You may have a 8 cores but configure JXcore to use 64 threads.
> The problem is solved by running multiple node processes, which is standard deployment for node
You can still run multiple node process but 2 threads per each. This will improve the responsiveness of each process by balancing the load exactly on the native side. That means, if anything happens on one of the V8 threads (GC etc). the other one will be handling the load.
> That said, how well is each thread isolated from everything else.
Totally isolated. We already started to update native c,c++ modules for isolated multithreading.
>Does an uncaught exception kill just the thread and its state, or does it kill the process?
On this very beta release, it throws into main thread (when it's uncaught by thread) but coming beta (internal monitoring is implemented) will be optionally resetting the sub thread itself.
You may simply consider each thread as a separate node.js host.
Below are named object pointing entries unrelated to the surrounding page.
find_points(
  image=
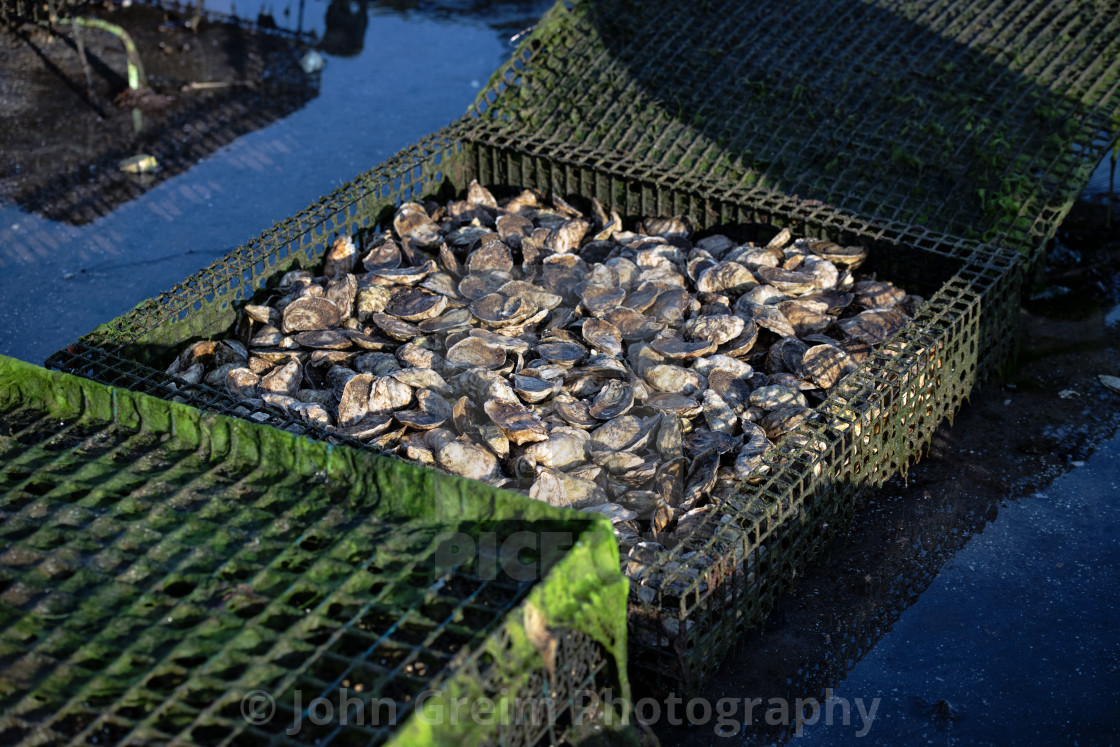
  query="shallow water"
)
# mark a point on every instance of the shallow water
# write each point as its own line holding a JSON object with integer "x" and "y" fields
{"x": 1017, "y": 634}
{"x": 419, "y": 68}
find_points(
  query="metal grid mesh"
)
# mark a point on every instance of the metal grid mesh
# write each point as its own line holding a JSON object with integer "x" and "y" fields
{"x": 147, "y": 586}
{"x": 197, "y": 125}
{"x": 980, "y": 120}
{"x": 686, "y": 608}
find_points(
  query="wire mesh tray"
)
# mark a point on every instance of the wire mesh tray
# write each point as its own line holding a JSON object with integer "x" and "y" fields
{"x": 687, "y": 606}
{"x": 980, "y": 119}
{"x": 170, "y": 575}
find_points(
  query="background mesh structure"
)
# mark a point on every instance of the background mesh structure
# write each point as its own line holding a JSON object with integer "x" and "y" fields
{"x": 157, "y": 563}
{"x": 979, "y": 119}
{"x": 687, "y": 607}
{"x": 196, "y": 127}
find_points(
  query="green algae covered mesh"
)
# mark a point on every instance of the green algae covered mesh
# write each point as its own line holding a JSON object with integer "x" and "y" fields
{"x": 688, "y": 605}
{"x": 979, "y": 119}
{"x": 170, "y": 575}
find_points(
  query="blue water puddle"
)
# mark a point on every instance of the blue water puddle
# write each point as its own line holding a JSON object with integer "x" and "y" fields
{"x": 1018, "y": 636}
{"x": 416, "y": 73}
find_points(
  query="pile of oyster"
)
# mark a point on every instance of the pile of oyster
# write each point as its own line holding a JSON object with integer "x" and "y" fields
{"x": 523, "y": 343}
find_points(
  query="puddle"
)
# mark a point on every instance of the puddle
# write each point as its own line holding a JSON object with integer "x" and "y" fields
{"x": 1016, "y": 641}
{"x": 418, "y": 68}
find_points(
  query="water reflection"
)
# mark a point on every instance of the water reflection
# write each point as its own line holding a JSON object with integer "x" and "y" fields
{"x": 346, "y": 22}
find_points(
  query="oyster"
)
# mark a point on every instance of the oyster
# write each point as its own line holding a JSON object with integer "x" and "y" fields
{"x": 641, "y": 375}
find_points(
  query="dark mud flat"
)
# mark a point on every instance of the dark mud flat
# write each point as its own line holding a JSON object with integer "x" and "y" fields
{"x": 1013, "y": 438}
{"x": 62, "y": 141}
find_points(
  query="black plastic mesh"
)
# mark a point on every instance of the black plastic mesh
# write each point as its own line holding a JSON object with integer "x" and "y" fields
{"x": 980, "y": 119}
{"x": 688, "y": 607}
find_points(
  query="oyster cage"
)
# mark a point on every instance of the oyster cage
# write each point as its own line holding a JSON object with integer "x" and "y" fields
{"x": 195, "y": 127}
{"x": 980, "y": 119}
{"x": 688, "y": 605}
{"x": 168, "y": 575}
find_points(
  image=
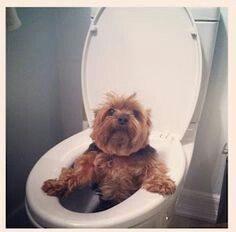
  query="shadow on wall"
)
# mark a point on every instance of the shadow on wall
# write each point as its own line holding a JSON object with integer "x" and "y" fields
{"x": 207, "y": 166}
{"x": 43, "y": 97}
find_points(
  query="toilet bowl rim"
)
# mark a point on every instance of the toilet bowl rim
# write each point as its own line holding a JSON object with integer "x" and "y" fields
{"x": 112, "y": 210}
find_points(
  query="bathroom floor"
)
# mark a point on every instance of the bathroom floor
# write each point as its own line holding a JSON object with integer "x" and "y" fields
{"x": 20, "y": 220}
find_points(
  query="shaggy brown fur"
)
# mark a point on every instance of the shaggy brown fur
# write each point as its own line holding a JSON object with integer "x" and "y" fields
{"x": 120, "y": 161}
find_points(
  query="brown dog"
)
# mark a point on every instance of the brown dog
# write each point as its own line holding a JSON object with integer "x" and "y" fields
{"x": 120, "y": 160}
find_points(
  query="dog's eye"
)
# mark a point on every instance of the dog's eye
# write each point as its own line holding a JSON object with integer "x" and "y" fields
{"x": 110, "y": 112}
{"x": 136, "y": 113}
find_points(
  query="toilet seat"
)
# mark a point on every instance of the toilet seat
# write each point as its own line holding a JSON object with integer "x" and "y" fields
{"x": 170, "y": 114}
{"x": 50, "y": 213}
{"x": 154, "y": 52}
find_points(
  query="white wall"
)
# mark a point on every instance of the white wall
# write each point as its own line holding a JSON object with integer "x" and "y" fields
{"x": 44, "y": 103}
{"x": 207, "y": 166}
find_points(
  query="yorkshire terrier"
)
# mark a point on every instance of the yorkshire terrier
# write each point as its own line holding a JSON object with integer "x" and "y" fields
{"x": 120, "y": 160}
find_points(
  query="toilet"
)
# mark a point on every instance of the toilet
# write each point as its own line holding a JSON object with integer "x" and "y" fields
{"x": 165, "y": 56}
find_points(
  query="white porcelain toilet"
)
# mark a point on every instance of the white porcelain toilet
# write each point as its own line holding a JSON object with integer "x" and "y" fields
{"x": 157, "y": 53}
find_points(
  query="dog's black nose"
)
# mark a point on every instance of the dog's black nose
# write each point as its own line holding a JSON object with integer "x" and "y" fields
{"x": 122, "y": 120}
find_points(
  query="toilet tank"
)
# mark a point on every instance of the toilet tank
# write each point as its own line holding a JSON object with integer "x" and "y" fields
{"x": 207, "y": 20}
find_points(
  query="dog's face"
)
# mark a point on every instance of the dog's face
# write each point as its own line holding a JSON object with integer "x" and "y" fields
{"x": 121, "y": 125}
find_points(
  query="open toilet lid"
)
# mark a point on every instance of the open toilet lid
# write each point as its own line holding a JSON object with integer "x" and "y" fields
{"x": 154, "y": 52}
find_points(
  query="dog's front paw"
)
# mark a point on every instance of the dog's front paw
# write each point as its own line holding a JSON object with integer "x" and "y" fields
{"x": 55, "y": 187}
{"x": 163, "y": 187}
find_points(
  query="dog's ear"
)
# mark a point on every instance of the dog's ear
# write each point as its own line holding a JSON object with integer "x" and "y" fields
{"x": 149, "y": 122}
{"x": 133, "y": 95}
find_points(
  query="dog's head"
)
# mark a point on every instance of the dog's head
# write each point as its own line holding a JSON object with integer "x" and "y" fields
{"x": 121, "y": 125}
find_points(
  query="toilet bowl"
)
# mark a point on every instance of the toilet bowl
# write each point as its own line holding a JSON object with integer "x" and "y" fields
{"x": 47, "y": 211}
{"x": 155, "y": 52}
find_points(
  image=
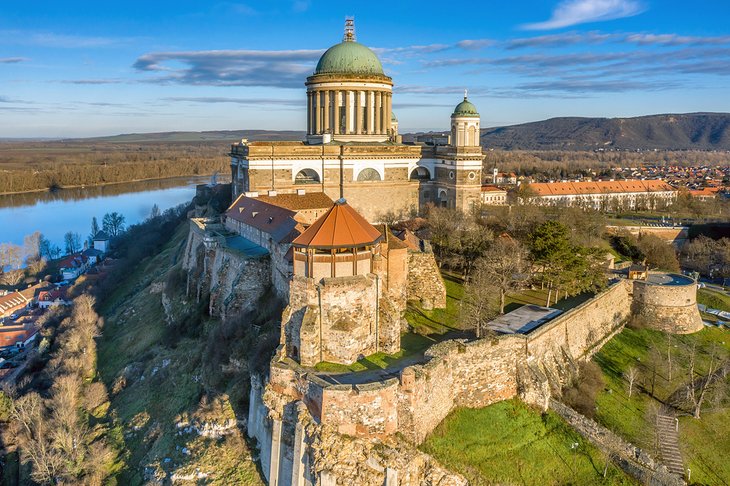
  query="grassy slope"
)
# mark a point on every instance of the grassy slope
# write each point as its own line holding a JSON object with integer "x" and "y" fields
{"x": 148, "y": 408}
{"x": 704, "y": 442}
{"x": 510, "y": 443}
{"x": 432, "y": 326}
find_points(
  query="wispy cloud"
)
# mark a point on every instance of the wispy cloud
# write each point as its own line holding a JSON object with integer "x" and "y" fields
{"x": 284, "y": 69}
{"x": 56, "y": 40}
{"x": 238, "y": 101}
{"x": 561, "y": 40}
{"x": 94, "y": 81}
{"x": 575, "y": 12}
{"x": 13, "y": 60}
{"x": 675, "y": 39}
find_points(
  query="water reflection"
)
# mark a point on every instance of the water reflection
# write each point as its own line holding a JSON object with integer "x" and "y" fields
{"x": 55, "y": 213}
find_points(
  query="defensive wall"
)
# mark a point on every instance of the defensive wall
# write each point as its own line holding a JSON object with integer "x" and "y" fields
{"x": 668, "y": 302}
{"x": 677, "y": 235}
{"x": 413, "y": 400}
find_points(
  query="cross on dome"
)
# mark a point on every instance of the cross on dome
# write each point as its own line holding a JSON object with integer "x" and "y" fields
{"x": 349, "y": 29}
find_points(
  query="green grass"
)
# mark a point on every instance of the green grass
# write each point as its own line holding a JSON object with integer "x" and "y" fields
{"x": 411, "y": 344}
{"x": 703, "y": 442}
{"x": 713, "y": 299}
{"x": 158, "y": 395}
{"x": 539, "y": 297}
{"x": 510, "y": 443}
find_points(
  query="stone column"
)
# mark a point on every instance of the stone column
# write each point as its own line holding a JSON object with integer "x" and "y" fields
{"x": 388, "y": 111}
{"x": 358, "y": 112}
{"x": 348, "y": 112}
{"x": 378, "y": 118}
{"x": 326, "y": 111}
{"x": 309, "y": 112}
{"x": 371, "y": 111}
{"x": 337, "y": 112}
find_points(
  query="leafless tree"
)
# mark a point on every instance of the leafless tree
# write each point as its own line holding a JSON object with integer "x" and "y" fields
{"x": 698, "y": 388}
{"x": 480, "y": 302}
{"x": 504, "y": 266}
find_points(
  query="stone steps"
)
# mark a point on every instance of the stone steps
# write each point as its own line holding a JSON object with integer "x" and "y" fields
{"x": 669, "y": 444}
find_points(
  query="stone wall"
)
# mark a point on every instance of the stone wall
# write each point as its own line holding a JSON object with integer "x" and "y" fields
{"x": 668, "y": 308}
{"x": 424, "y": 280}
{"x": 236, "y": 282}
{"x": 334, "y": 320}
{"x": 579, "y": 330}
{"x": 459, "y": 374}
{"x": 232, "y": 281}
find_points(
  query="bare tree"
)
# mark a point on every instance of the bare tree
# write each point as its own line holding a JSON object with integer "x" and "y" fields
{"x": 631, "y": 375}
{"x": 697, "y": 388}
{"x": 504, "y": 265}
{"x": 72, "y": 241}
{"x": 479, "y": 305}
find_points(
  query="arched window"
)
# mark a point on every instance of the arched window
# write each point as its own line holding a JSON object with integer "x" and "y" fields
{"x": 368, "y": 175}
{"x": 306, "y": 176}
{"x": 420, "y": 174}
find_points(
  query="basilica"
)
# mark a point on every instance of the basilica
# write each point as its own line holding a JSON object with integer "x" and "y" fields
{"x": 352, "y": 148}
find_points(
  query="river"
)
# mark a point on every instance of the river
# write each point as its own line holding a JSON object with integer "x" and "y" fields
{"x": 55, "y": 213}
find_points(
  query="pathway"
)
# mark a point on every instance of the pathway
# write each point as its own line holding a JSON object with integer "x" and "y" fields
{"x": 668, "y": 437}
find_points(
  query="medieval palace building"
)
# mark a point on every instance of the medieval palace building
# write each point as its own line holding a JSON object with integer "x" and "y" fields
{"x": 352, "y": 148}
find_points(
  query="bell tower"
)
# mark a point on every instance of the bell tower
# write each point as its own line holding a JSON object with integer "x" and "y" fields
{"x": 460, "y": 176}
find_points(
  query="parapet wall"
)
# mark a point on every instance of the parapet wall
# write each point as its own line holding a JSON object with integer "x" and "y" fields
{"x": 581, "y": 329}
{"x": 456, "y": 373}
{"x": 459, "y": 374}
{"x": 424, "y": 280}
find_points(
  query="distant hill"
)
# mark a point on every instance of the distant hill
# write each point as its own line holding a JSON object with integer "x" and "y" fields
{"x": 210, "y": 136}
{"x": 690, "y": 131}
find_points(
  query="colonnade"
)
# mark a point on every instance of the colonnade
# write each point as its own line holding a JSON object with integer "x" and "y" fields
{"x": 356, "y": 112}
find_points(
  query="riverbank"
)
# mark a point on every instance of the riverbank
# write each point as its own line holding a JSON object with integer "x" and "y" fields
{"x": 37, "y": 167}
{"x": 55, "y": 190}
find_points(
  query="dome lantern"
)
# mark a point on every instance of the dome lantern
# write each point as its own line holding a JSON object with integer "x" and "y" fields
{"x": 349, "y": 95}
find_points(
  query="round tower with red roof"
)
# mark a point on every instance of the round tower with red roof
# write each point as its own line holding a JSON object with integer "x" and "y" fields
{"x": 337, "y": 291}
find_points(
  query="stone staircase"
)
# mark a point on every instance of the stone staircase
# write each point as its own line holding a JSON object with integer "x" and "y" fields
{"x": 668, "y": 437}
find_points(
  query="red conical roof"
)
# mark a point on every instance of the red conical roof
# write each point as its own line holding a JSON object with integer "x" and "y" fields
{"x": 340, "y": 227}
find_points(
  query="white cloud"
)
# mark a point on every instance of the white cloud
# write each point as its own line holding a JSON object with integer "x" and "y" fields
{"x": 574, "y": 12}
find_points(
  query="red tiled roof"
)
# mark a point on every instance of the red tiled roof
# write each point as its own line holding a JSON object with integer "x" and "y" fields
{"x": 598, "y": 187}
{"x": 269, "y": 218}
{"x": 299, "y": 202}
{"x": 340, "y": 227}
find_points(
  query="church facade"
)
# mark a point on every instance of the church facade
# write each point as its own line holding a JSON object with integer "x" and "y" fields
{"x": 352, "y": 148}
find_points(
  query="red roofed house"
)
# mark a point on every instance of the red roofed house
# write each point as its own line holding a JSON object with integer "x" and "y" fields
{"x": 53, "y": 298}
{"x": 73, "y": 265}
{"x": 624, "y": 194}
{"x": 17, "y": 336}
{"x": 344, "y": 268}
{"x": 493, "y": 195}
{"x": 12, "y": 303}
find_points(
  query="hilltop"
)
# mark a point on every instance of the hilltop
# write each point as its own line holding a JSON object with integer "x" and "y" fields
{"x": 690, "y": 131}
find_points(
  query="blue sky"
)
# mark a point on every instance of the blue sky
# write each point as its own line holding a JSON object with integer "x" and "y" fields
{"x": 96, "y": 68}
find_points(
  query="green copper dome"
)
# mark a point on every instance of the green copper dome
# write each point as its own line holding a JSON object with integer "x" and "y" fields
{"x": 349, "y": 57}
{"x": 465, "y": 108}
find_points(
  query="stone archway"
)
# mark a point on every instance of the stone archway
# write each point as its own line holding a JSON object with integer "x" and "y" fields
{"x": 306, "y": 176}
{"x": 369, "y": 174}
{"x": 420, "y": 174}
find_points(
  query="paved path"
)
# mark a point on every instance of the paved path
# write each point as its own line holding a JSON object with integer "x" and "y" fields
{"x": 669, "y": 444}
A small diagram on the home page showing x cores * y threads would be interesting / helpful. Such a diagram would also highlight that this adds to the multi-process approach (i.e. I don't have to give up my multi-process approach, but get to add multiple threads to it).
The problem is solved by running multiple node processes, which is standard deployment for node (i.e. if a machine has 8 cores then 8 node processes are started).
One issue with running multiple threads is that many developers use fail fast as a best practice when building node applications. In other words, uncaught exceptions cause the node process to fail, die and restart. So, it's perfectly acceptable practice to write your application to be written to accept failure as a given (similar to how Netflix uses Simian Army).
That said, how well is each thread isolated from everything else. Does an uncaught exception kill just the thread and its state, or does it kill the process? More specifically, when is the main process killed and what is contained within the thread?